Génération ni idéalisée ni diabolisée, ces jeunes choisissent la rue pour réclamer un système de santé accessible, un emploi, une vie décente, la justice, la dignité et la démocratie ; pour dire qu'on ne peut pas jouer avec l'avenir de la jeunesse et du pays. C'est pourquoi elle a besoin d'être entendue, respectée et accompagnée afin de garantir la réalisation de la vision réelle d'un État social qui protège les droits des citoyens et leur garantit une vie digne.
Réponse de l'État
Face à ces manifestations, l'État marocain a opté pour une approche sécuritaire en affrontant les mobilisations avec les forces de l'ordre, ce qui a été critiqué par les militants marocains participant à ce mouvement social, qui ont dénoncé les arrestations de certains manifestants pendant les jours de protestation.
Des dizaines de jeunes ont été arrêtés et des groupes de jeunes ont été empêchés de se réunir à plusieurs endroits du centre-ville de Rabat. Le président de la section de Rabat de l'Association marocaine des droits de l'homme (AMDH) a fait état dimanche de plus de 100 interpellations à Rabat et de dizaines d'autres à Casablanca, Marrakech, Agadir et Souk Sebt.

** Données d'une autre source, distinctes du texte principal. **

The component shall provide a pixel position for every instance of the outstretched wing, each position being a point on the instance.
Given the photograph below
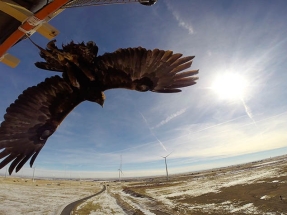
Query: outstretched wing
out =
(32, 119)
(140, 69)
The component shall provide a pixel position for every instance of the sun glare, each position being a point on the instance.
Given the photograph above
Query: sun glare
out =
(229, 86)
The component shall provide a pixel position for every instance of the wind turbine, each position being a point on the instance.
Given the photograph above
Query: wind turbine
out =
(120, 170)
(34, 174)
(166, 165)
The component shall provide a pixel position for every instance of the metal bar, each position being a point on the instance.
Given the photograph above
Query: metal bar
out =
(87, 3)
(41, 15)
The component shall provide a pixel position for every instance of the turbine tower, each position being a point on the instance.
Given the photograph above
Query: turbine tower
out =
(166, 165)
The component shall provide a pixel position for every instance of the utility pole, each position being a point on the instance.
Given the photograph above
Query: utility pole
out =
(6, 171)
(34, 173)
(166, 166)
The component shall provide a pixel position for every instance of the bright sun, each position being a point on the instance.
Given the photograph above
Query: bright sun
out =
(229, 86)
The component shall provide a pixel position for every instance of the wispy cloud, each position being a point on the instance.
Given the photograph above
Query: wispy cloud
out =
(172, 116)
(153, 134)
(182, 23)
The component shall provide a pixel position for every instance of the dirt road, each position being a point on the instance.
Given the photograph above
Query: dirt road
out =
(68, 209)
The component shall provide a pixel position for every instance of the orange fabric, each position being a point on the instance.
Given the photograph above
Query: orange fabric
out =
(42, 14)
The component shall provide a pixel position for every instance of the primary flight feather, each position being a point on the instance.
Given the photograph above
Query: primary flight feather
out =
(39, 110)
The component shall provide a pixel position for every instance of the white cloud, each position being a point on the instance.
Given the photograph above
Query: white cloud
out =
(182, 23)
(172, 116)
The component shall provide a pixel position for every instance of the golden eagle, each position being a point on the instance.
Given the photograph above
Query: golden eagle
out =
(39, 110)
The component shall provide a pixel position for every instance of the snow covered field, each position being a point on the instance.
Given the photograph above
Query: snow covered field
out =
(253, 188)
(23, 196)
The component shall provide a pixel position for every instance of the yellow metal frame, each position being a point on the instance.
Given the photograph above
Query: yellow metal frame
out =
(28, 27)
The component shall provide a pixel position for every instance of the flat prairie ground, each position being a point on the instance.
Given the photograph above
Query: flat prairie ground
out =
(252, 188)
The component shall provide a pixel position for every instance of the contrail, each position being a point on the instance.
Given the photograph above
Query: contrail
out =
(247, 110)
(153, 134)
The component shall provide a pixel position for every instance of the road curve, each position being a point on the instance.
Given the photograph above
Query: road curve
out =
(68, 209)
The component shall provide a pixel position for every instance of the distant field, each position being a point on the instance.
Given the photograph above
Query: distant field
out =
(253, 188)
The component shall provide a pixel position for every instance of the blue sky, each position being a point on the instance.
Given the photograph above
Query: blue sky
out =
(202, 126)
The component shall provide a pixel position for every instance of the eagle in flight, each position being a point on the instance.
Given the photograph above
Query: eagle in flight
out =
(39, 110)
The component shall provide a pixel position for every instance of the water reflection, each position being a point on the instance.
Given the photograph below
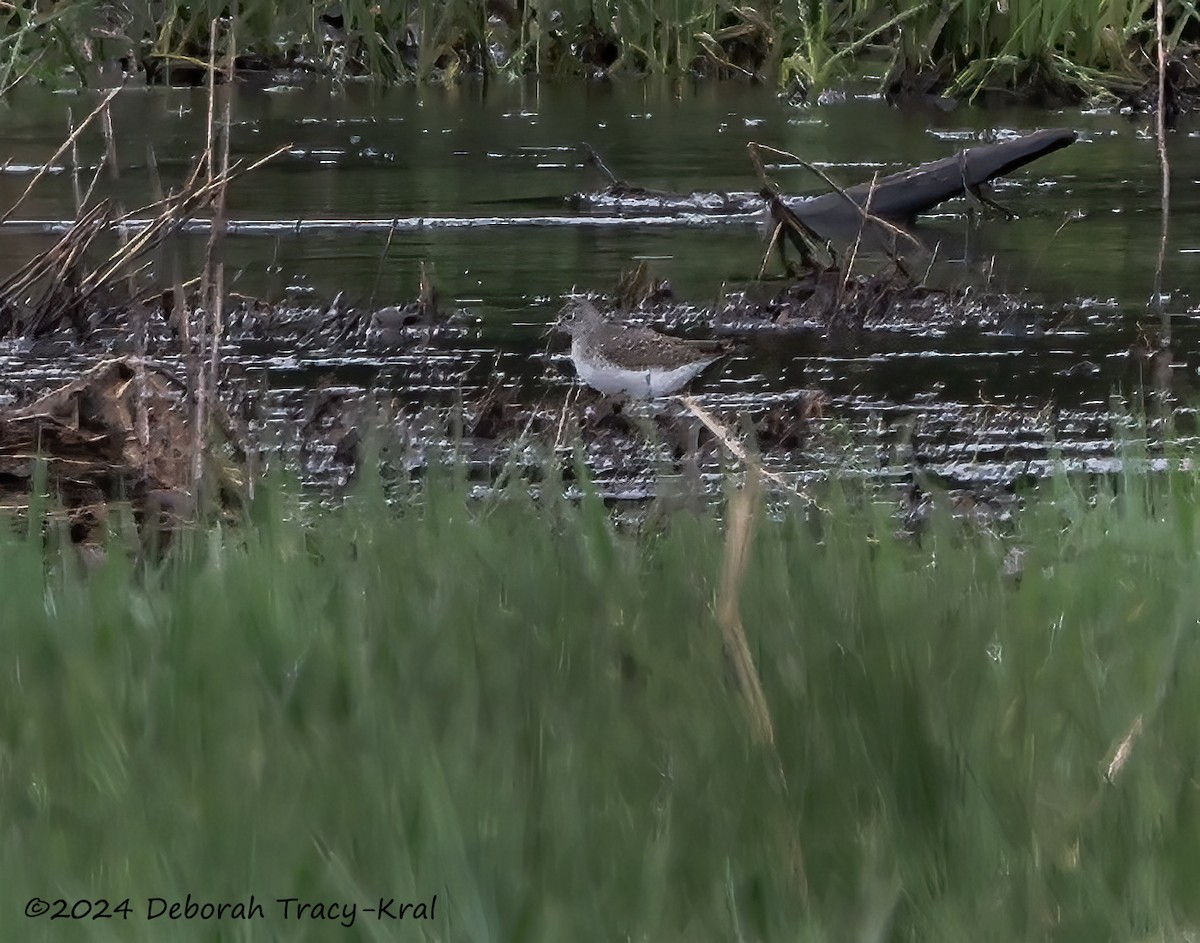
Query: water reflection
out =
(479, 186)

Ces interpellations ont été condamnées non seulement par l'AMDH, mais aussi par d'autres organisations marocaines de défense des droits de l'homme et deux partis d'opposition : le Parti de la justice et la Fédération de la gauche démocratique.
Selon les analystes marocains, la responsabilité se reflète dans deux missions : d'une part, écouter et intégrer ces revendications dans une dynamique de réformes sérieuses et réalistes ; d'autre part, protéger la société des discours radicaux qui cherchent à opposer l'État à ses citoyens.
Ni la répression, ni le déni, ni la négligence ne sont des solutions. Le remède consiste à adopter une approche fondée sur la confiance, l'écoute active et l'action concrète, capable de transformer cette colère juvénile en énergie constructive pour le Maroc de demain.
Les organisateurs réaffirment que seule « une action courageuse, capable de répondre aux attentes des jeunes, pourra assurer un avenir meilleur et restaurer la confiance dans l'avenir du Maroc ». Dans cette optique, le choix appartient à l'État, mais aussi à l'ensemble de la société, qui doit donner la priorité à l'investissement dans cette jeunesse avant de la perdre, car elle constitue le capital humain et le véritable trésor de la nation.